Goldsberry has a metric — ShotScore — which essentially quantifies how much a shooter’s shots are worth. (The fancy explanation is, “the difference between a player’s actual point yield and his expected yield.” High number = good, negative number = bad.) The highest ShotScores in the league last season: LeBron (+231), Durant (+204) and Stephen Curry (+164).

kdshots

Kirk Goldsberry/Grantland

As noted, even Durant’s “bad” spots are above the NBA average. Even Durant’s rotten apples are delicious.

(Other thing: The top 10 outside shooters per 100 attempts has names like (in order) Jose Calderon, Kyle Korver, Steve Nash, Stephen Curry Dirk Nowitzki and… Serge Ibaka. That’s right, Ibaka was sixth in outside shooting in terms of ShotScore last season.)

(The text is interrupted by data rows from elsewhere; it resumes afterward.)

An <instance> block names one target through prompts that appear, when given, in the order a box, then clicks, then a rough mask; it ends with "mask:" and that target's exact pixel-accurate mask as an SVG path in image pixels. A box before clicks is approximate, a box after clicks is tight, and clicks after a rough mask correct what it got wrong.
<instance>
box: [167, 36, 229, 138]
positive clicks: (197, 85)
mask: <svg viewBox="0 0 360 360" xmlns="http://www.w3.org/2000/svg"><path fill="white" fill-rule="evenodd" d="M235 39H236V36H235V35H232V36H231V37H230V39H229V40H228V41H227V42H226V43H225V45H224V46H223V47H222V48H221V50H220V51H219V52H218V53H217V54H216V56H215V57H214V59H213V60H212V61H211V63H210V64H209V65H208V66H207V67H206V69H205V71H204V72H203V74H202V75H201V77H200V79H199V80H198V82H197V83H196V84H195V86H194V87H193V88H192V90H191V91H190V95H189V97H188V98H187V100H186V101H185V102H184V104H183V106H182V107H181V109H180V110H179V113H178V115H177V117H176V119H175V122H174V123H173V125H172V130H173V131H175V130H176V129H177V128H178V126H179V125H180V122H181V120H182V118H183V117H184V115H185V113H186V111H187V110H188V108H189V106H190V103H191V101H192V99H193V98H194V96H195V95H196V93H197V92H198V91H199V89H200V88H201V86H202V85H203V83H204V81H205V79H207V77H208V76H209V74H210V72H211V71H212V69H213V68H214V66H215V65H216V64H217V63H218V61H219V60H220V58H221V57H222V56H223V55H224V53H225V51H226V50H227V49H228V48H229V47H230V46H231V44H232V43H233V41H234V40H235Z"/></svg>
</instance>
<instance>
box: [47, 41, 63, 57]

The whole idea here is that we need to redefine what we think of as a great “pure” shooter. The historical classification of that has typically been the spot-up (white) guy that shoots 40 percent and plays the role of marksman. But realistically speaking, Kevin Durant is probably the league’s best shooter. Because as Goldsberry notes, what if Durant was the one camped in the corner waiting on some other player to draw defenders and kick out to where he was standing wide open? Say Durant took five 3s a game and four were wide open; what would he shoot from there?

Basically, I think we use the word “pure” to disguise the things players aren’t capable of doing. If you’re a “pure” shooter, it means you’re merely a spot-up guy that’s got a great stroke but can’t create your own look. If you’re a “pure” point guard it means you suck at scoring but can effectively throw a bounce pass or run a pick-and-roll. So by that measure, Carmelo Anthony is a “pure” scorer; Kevin Durant is simply a great one.